Support #453

Zero value weight with nurse data combined to blood sample and main sample (w2)

Added by Gaelle Albertus over 8 years ago. Updated over 8 years ago.

Start date:
% Done:




I am working on the nurse health assessment data combined to the blood sample data and the full main interview. I focus only on the wave 2.
My aim is to describe the biomarkers and use them to construct a score representative of health condition according to gender and age.

My problem is about the weighting strategy. I already posted a message on the forum (#430) and now I consider the indbdub_xw weight variable.
  • Why is there people who have a weighting value of 0 ? I count 670 individuals in this case from n=9882. In addition, most of them do not have missing values on biomarkers so, why do we not use them ?
  • I have to delete individuals who have missing values (because I would use a PCA on my data). Is it still correct to use the indbdub_xw variable ?

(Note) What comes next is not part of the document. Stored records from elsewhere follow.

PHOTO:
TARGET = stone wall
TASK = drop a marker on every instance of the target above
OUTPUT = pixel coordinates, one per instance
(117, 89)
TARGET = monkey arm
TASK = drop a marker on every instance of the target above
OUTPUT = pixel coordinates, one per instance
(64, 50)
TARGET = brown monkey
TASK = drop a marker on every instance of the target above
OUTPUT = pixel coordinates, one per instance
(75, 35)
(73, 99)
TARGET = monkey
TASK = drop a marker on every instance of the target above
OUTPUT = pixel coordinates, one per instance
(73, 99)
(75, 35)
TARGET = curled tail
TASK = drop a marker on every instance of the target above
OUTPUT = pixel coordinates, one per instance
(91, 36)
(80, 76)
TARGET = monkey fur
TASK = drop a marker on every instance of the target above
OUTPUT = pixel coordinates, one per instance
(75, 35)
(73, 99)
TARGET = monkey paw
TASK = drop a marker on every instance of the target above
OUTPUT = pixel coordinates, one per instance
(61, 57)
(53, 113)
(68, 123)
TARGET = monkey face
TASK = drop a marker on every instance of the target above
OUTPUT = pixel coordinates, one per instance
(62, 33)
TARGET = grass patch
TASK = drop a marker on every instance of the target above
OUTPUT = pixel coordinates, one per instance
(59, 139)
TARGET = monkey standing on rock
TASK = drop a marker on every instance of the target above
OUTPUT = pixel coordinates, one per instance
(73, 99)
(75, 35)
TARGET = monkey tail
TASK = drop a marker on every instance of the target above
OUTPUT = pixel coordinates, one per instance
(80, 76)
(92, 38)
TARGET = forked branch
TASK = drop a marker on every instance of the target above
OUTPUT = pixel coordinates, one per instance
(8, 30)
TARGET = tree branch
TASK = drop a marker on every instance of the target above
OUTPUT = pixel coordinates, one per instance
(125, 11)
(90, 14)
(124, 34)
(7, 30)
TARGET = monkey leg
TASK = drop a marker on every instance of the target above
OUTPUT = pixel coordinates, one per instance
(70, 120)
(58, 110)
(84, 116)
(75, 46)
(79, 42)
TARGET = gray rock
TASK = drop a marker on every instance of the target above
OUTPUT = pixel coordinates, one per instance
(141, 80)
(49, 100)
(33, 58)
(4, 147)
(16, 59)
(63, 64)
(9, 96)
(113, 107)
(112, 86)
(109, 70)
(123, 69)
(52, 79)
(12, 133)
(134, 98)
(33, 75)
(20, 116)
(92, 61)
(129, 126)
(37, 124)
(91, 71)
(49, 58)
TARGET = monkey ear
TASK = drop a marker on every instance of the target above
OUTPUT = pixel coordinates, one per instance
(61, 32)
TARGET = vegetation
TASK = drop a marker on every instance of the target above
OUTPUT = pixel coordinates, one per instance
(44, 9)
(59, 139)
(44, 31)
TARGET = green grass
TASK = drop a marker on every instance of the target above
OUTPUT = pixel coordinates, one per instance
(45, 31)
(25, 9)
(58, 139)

Thank you for your response.


Updated by Redmine Admin over 8 years ago

  • Category set to Weights
  • Assignee set to Olena Kaminska
  • Target version set to M2

Updated by Olena Kaminska over 8 years ago


We indeed expect some people to have 0 weights in nurse cross-sectional dataset. These are mostly TSMs in the household where none of the OSMs has non-zero weight or OSMs that missed wave 2 (if they are part of GPS or EMB sample) or wave 2 or 3 (if they are part of BHPS sample). Nurse weight is conditional on enumeration weights in previous waves, and if the latter is zero the nurse weight is zero too. For further details please read the technical description of weights in the nurse user guide and in the mainstage user guide.

Yes, you should use the weight even if you have missing data on the variables of interest. But note that with the weights you correct for household and person nonresponse. Any nonresponse on items won't be correct and you may want to either keep it in mind or correct it additionally.

Hope this helps,


Updated by Gaelle Albertus over 8 years ago


Thanks a lot for your response.

I read the User Guide and several questions on the forum (in particular #127, #137 and #296) and I noticed there are zero values because :
  • they missed the previous wave (new entrants : 34 cases among 670)
  • they are TSMs participants. I try to recognize them by using a_sampst (for TSMs from wave 1) and b_sampst variables: they correspond to the new entrants (the previous 34 cases).
  • they missed wave 2 main interview (none of them here even if they have a lot of missing values on w2)

Thus, I have 640 people with a weight of 0 and they do not satisfy the conditions above. I don't understand in which step of the calculation the weight (user guide health assessment w2 w3, section "Technical details") is it possible to obtain a weight of 0 ?
I am quite sure I am missing something, could you point it out ?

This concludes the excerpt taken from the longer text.